DÜZCE Üniversitesi Biyolojik Çeşitlilik Uygulama ve Araştırma Merkezi Müdürü Yrd. Doç  Dr. Deniz Yağlıoğlu, Karadeniz'de balıkçıların ağlarının ve tezgahların boş olduğunu belirterek, "Yaptığımız incelemelerde ve dalışlarda Karadeniz'de balık kalmadığını gördük. Acil önlem alınmazsa deniz altı yaşamının tamamen biteceğini söylemek zorundayım" dedi.
Deniz balıkları faunası üzerine araştırmalar sürdüren Yrd. Doç. Dr. Deniz Yağlıoğlu, balıkçılığın durma noktasına gelmesinin düşündürücü olduğunu söyledi. Yrd. Doç. Dr. Yağlıoğlu, "Türkiye’de balık avcılığın en bol yapıldığı, balığın en bol tüketilmesi gereken ay olması gereken Ocak ayında, özellikle Karadeniz'de balıkçıların ağlarının ve tezgahların boş olması hem ekolojik, hem de ekonomik bir kayıptır. 30 sene önce sahile vuran hamsileri gübre olarak kullanırken, bugün ancak şoklanmış olarak tezgahlarda görüyorsak, bu soruna herkesin çözüm araması gerekiyor" diye konuştu.
Yrd. Doç. Dr. Yağlıoğlu ülkemizin çevre duyarlılığı konusunda geri kaldığını ifade ederek, "Yanlış avlanma, denetimsizlik, küresel iklim değişikliği, kirlilik gibi problemler aslında insanların doğaya baktıklarında ne gördüklerinden kaynaklanıyor. Bütün bu problemlerin sebebi doğayı hor kullanan biz insanlarız. Sorun sadece balık yeme zevkinden mahrum kalmak değildir, toplumsal, kültürel, çevresel ve ekonomik kayıplar söz konusudur. Maalesef ülkemiz çevre duyarlılığı ve tabii zenginliklerimizi koruma ve değerlendirme noktasında çok geri kalmış bir ülkedir. Mısır'da turistik amaçlı dalış yapılan bölgelerde dalış sırasında herhangi bir kayalığa değen ya da su altında herhangi bir mercan kayası parçasının yerini değiştirene ciddi cezalar uygulanıyor. Malezya'da Sipadan Adası dünyanın en önemli dalış turizmi merkezlerindendir. Ancak burada sadece 120 kişiye günlük dalış izni veriyorlar. Çünkü hem ekolojik, hem de ekonomik zenginliğini etkilediğini düşünerek koruyorlar" dedi.
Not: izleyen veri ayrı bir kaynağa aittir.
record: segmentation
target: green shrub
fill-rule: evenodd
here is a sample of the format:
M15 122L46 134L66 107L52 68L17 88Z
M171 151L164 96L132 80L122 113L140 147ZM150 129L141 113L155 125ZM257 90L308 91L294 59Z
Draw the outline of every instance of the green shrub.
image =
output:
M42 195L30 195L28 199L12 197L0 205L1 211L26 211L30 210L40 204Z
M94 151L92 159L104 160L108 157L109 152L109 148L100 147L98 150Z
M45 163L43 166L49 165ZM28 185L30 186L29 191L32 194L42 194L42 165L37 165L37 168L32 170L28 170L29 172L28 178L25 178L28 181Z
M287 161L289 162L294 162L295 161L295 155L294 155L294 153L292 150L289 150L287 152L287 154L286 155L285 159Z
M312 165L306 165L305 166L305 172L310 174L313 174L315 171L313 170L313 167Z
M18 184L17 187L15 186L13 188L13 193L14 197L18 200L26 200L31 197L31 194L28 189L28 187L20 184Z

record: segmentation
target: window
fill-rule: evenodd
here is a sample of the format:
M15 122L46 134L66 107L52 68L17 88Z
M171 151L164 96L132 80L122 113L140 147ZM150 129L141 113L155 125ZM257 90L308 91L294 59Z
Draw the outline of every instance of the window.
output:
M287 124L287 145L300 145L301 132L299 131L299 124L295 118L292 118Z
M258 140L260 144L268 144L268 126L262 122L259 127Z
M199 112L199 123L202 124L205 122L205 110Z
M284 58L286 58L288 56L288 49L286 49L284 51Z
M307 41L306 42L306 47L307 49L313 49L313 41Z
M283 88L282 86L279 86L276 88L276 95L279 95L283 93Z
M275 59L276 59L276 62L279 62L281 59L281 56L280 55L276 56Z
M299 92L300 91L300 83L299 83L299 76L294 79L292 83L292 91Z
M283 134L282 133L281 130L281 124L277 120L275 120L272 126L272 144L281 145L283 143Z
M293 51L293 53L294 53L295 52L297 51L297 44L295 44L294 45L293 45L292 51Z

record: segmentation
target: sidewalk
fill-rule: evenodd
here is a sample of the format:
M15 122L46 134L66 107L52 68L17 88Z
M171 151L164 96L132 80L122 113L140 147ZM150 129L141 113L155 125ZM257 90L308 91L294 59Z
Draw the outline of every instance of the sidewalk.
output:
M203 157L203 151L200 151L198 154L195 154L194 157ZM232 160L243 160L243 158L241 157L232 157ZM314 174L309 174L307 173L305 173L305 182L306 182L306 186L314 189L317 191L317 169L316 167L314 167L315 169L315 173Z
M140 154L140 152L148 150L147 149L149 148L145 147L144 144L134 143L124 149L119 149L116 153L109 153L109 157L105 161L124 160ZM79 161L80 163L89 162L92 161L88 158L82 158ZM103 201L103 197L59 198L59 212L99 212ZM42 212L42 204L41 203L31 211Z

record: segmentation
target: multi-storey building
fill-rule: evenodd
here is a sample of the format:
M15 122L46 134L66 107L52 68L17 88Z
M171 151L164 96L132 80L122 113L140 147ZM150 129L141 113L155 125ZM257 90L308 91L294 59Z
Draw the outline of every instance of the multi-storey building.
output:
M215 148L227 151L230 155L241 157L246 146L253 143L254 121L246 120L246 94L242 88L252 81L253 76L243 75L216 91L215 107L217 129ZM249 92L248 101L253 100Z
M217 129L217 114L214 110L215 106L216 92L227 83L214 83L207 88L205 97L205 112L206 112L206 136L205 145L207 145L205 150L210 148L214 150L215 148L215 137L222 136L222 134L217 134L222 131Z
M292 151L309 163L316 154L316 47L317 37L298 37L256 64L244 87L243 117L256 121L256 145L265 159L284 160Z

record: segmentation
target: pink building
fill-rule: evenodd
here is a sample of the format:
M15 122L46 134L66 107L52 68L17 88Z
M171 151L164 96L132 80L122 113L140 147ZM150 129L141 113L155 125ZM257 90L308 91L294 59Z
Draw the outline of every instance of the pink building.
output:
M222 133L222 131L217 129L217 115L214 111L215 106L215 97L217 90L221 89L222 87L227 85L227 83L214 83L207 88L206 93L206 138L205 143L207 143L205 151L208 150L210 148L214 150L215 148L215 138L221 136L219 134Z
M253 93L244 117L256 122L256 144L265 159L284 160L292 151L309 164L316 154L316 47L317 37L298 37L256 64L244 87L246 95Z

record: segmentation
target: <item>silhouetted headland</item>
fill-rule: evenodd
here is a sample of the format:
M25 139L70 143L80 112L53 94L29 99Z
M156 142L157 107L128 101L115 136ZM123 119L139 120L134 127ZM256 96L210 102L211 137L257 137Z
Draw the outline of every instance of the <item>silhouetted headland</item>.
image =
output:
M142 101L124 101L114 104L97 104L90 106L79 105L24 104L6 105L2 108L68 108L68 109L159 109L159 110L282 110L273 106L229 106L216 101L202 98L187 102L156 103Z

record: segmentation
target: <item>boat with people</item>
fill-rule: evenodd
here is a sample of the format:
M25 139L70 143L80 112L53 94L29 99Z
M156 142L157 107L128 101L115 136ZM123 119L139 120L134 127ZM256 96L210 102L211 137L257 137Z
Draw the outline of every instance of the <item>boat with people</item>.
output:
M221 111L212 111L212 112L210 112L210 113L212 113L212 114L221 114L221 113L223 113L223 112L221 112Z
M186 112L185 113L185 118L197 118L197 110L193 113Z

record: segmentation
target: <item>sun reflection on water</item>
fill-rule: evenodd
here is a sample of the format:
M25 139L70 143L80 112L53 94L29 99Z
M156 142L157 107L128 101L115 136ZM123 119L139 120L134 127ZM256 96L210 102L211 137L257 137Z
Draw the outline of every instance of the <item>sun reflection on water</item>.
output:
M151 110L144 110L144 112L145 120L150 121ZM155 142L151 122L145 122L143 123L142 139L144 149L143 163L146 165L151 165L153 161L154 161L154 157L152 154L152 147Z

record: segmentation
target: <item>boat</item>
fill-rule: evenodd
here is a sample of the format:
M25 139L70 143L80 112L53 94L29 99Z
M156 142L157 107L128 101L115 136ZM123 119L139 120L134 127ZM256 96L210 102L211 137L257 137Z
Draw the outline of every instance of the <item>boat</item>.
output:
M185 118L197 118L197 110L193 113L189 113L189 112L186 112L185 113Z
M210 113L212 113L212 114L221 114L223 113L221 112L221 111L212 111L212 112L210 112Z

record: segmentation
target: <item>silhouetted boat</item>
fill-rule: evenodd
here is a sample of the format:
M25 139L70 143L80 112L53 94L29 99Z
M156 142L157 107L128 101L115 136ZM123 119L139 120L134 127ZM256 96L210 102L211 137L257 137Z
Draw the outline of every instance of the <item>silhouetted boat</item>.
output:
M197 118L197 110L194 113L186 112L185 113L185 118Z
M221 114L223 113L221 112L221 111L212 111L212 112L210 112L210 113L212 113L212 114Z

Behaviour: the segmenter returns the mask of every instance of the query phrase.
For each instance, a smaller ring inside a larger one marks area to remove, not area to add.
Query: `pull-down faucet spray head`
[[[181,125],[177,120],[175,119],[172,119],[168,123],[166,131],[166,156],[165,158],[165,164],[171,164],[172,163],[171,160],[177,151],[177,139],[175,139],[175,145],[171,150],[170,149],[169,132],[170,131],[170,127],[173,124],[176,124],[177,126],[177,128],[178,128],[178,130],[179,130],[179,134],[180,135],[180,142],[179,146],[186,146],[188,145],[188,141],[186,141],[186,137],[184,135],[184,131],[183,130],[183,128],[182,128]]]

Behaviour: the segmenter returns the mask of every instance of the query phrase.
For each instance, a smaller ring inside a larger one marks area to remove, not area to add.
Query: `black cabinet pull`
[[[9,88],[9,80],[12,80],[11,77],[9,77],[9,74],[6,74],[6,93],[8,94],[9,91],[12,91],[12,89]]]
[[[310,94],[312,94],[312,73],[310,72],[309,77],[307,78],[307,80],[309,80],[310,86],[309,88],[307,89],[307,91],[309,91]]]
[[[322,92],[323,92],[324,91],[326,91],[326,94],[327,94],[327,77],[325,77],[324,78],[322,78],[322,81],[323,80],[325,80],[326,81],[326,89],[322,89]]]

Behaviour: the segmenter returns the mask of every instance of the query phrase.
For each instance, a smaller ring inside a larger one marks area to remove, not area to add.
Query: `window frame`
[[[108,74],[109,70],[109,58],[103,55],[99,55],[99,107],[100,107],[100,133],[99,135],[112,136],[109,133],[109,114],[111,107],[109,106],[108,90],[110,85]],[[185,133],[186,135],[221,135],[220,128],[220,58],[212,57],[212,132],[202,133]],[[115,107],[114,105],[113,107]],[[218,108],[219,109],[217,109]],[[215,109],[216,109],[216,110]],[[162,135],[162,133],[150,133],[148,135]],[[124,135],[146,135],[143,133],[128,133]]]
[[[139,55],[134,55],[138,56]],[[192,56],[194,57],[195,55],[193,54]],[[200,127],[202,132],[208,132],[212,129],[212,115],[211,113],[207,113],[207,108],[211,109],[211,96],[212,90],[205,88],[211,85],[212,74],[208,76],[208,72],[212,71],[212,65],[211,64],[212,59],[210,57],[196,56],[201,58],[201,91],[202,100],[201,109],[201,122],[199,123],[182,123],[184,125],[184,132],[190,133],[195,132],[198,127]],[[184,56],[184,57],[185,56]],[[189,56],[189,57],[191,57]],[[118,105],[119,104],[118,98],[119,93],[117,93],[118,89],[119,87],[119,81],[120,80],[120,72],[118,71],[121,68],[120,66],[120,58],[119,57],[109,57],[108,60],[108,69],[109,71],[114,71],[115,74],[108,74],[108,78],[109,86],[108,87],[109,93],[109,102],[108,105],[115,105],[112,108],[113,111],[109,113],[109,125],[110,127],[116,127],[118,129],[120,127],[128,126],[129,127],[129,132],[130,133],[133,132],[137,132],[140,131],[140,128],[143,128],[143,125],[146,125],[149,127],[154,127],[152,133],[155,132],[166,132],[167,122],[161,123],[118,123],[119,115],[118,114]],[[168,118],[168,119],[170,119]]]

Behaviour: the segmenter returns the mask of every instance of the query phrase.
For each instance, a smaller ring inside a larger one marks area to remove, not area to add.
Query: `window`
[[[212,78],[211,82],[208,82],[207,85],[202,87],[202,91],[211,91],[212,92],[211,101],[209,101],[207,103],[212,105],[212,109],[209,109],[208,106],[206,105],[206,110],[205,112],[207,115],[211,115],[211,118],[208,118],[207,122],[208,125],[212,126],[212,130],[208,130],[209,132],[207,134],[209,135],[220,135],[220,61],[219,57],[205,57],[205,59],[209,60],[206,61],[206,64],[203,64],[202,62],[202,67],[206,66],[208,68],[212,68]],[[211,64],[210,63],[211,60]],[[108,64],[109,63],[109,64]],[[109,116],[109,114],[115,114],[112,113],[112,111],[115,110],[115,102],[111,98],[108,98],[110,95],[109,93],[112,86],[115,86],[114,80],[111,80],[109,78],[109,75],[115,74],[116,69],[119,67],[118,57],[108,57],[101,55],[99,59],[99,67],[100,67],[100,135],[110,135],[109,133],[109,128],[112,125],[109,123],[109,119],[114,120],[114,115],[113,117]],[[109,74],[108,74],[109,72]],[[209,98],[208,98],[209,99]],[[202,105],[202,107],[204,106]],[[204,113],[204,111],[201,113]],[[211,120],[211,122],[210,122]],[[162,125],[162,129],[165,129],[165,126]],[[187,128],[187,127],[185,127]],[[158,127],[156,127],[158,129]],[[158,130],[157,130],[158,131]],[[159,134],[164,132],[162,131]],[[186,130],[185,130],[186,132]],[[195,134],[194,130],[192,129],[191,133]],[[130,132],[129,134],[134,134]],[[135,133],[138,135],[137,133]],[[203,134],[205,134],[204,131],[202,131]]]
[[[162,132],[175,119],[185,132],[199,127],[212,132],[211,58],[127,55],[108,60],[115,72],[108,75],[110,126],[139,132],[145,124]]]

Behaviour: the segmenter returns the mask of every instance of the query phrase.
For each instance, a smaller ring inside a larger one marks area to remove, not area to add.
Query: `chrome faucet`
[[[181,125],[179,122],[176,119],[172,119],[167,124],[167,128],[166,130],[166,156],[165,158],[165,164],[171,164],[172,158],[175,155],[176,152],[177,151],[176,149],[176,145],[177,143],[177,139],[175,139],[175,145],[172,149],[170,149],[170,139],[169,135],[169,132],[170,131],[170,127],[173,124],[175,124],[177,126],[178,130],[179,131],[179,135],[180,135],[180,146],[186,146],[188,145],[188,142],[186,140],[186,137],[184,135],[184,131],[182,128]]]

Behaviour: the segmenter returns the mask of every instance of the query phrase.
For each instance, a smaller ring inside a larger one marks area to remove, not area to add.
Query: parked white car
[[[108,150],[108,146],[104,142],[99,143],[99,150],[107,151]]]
Yrd. Doç. Dr. Yağlıoğlu pek çok yanlış uygulamanın kural haline getirildiğini açıklayarak, şöyle konuştu:
"Avcılıkta ne alan, ne miktar kotası var. Şu anda Akçakoca’da balıkçılık faaliyetini sürdüren tekne neredeyse yok. Ben bir ay içinde hem Akçakoca da, hem Akdeniz de balıkçılık yapan tekneler gördüm. Yaptığı yasa dışı avcılığın yasal hakkı olduğunu iddia eden insanlarla karşılaştım. Balıkçılıkla uzaktan yakından alakası olmayan av yasaklarında söz sahibi su ürünleri yetkilileri tanıdım. Pek çok yanlış uygulama kural haline getirilmiş. Mesela, kışın üremesi maksimum düzeyde olan mezgit balığının yazın üremesinin minimuma düştüğü bilimsel çalışmalarla biliniyor. Ama yazın avcılığı yasak kışın serbest."
Yrd. Doç Dr. Deniz Yağlıoğlu iyi bir eğitim ve çevre bilincine sahip olunması için devletin gelecek planlamalarını ivedilikle yapması gerektiğini belirterek, "Yaptığımız incelemelerde ve dalışlarda Karadeniz'de balık kalmadığını gördük. Acil önlem alınmazsa deniz altı yaşamının tamamen biteceğini söylemek zorundayım. İnsanlarımıza çevre bilincine ve ahlakına sahip olmaları için gerekli eğitimin verilmesi hayati öneme sahiptir" dedi.